Xi and Putin issue 'carefully crafted' reports about their Moscow meeting

Chinese President Xi Jinping paid a visit to Russia this week amid calls by the International Criminal Court (ICC) to arrest President Vladimir Putin for war crimes having to do with the apparent abduction of Ukrainian children.

Xi’s visit to Russia appears to be one of support for the Eastern European power, suggesting that China will not back down from the West in its bid to be taken seriously as a major world power.

Feng Sheng, a researcher for a think tank affiliated with Warming Hi-tech, said: “This visit will clearly tell the Americans that China is not to be intimidated. As a major power, it is our right and freedom to visit any country we want to visit.”

“What other countries will see is that China is not afraid of American hegemony … What we Chinese see is that our head of state has such strategic courage and wisdom — in a word — strength!”

The Washington Post reported that China’s active friendship with Russia is an apparent effort to destabilize US efforts to keep Beijing from rising as a major geo-political player. Xi’s political strategy is to help cement a world order that does not include the US as its leader.

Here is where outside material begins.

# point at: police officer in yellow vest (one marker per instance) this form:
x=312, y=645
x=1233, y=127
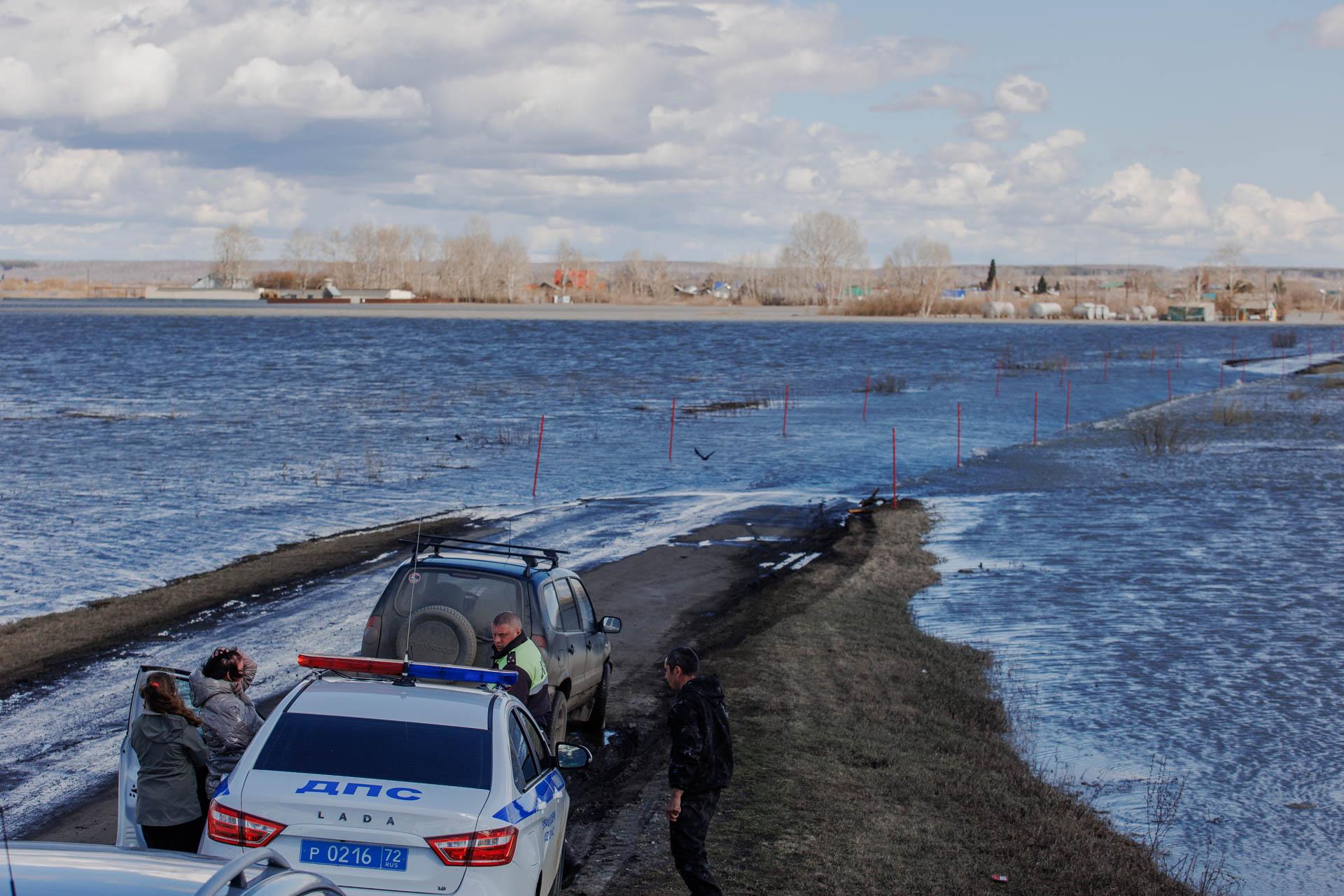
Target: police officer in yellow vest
x=515, y=652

The Post noted that there was an article published by Chinese and Russian state media, where Xi said that “there is no country in the world that is superior to others,” adding that there is no governing strategy that is “universally applicable and there is no international order in which one country has the final say.”

Xi has garnered support from analysts in countries such as Belarus, Kazakhstan, Iran, Pakistan, and Russia, who have characterized the Chinese leader’s ideas about peaceful international relations as possibly “the most powerful and pertinent idea in this century.”

However, Xi’s meeting with Putin has been met with some pushback, as one user on Weibo wrote: “[U]p to now, China has not issued a single condemnation of Russian aggression.” 

A second person, drawing attention to China’s position in relation to Japan during World War II, wrote: “[H]ow can China not see how Ukraine feels?”

A third wrote: “Anyone with any sense can see that what Russia has done is a naked act of aggression.”

The Post reported that the coverage of the two leaders meeting has been “carefully curated,” leaving little-to-no room for discussion or criticism about how events have played out.